In D.C., the July jobless rate settled at 10.6 percent, down from 10.9 percent in June, the Bureau of Labor Statistics announced Friday. In Virginia, overall unemployment fell from 7.2 to 6.9 percent. In Maryland, the rate inched up from 7.2 to 7.3 percent. Seventeen states and the District saw their unemployment rates fall between June and July.
The data are nothing to celebrate, said Stephen Fuller, director of George Mason University’s Center for Regional Analysis. A dip in unemployment is common as a recession endures and many job seekers simply abandon their searches.

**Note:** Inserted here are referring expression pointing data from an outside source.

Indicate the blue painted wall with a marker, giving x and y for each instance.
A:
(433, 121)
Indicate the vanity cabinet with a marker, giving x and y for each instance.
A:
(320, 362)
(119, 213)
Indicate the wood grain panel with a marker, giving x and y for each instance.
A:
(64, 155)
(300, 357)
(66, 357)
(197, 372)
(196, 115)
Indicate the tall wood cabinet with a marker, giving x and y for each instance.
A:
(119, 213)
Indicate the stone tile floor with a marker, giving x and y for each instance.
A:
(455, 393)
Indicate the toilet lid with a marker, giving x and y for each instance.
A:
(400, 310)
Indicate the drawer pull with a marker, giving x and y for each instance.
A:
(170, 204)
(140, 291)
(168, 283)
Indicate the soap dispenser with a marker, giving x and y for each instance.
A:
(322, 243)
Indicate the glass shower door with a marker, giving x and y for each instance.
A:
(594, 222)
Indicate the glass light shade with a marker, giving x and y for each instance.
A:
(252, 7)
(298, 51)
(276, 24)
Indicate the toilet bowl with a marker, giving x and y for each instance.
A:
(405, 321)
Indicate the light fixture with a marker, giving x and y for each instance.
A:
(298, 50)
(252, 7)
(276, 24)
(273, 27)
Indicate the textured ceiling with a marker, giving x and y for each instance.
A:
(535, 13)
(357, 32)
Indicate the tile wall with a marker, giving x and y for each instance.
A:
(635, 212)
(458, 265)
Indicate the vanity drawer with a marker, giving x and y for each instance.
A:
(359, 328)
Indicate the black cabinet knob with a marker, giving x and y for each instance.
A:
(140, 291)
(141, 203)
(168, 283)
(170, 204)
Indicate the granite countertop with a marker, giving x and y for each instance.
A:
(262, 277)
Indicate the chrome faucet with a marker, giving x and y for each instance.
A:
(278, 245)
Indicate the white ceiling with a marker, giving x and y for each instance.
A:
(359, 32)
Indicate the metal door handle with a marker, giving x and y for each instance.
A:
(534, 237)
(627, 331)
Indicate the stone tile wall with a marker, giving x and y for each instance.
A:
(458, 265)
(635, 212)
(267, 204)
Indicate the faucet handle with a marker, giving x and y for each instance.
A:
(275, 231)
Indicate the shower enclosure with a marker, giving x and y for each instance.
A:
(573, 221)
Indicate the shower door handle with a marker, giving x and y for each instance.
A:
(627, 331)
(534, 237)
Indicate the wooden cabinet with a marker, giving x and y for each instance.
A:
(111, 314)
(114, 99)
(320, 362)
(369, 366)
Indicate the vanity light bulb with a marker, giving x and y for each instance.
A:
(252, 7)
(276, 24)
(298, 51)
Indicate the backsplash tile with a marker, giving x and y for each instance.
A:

“The drop can be all ascribed to people dropping out of the workforce,” Fuller said. “When you’re unemployed for so long — this is a trend that happens in a long downturn — as you get into the second year of unemployment, you stop looking. They quit.”
When the economy finally shows signs of life and the unemployed flood the job market in search of work, Fuller said, then the unemployment rate will go back up.
The District’s unemployment figure, and the fact that it experienced the largest one-month increase in overall employment in the nation, may also be deceiving.
The number of D.C.-based wage and salary jobs rose 20,700 in July, according to the Department of Employment Services. But DOES included in its labor force statistics the 19,200 kids it employed through the Summer Youth Employment Program, most of whom are back to school Monday and no longer receiving a paycheck from the city.
“It will go back up, but it’s no big deal,” Dyoncia Brown, DOES spokesman, said of the unemployment rate.
The District should not have included summer job hires — most are part-timers in their teens — in its employment statistics, Fuller said. Job numbers are “supposed to reflect the full-time, regular workforce,” he said.
“D.C. does things their own way,” Fuller said.
Maryland experienced a slight unemployment rise, but it also added 10,000 new jobs between June and July.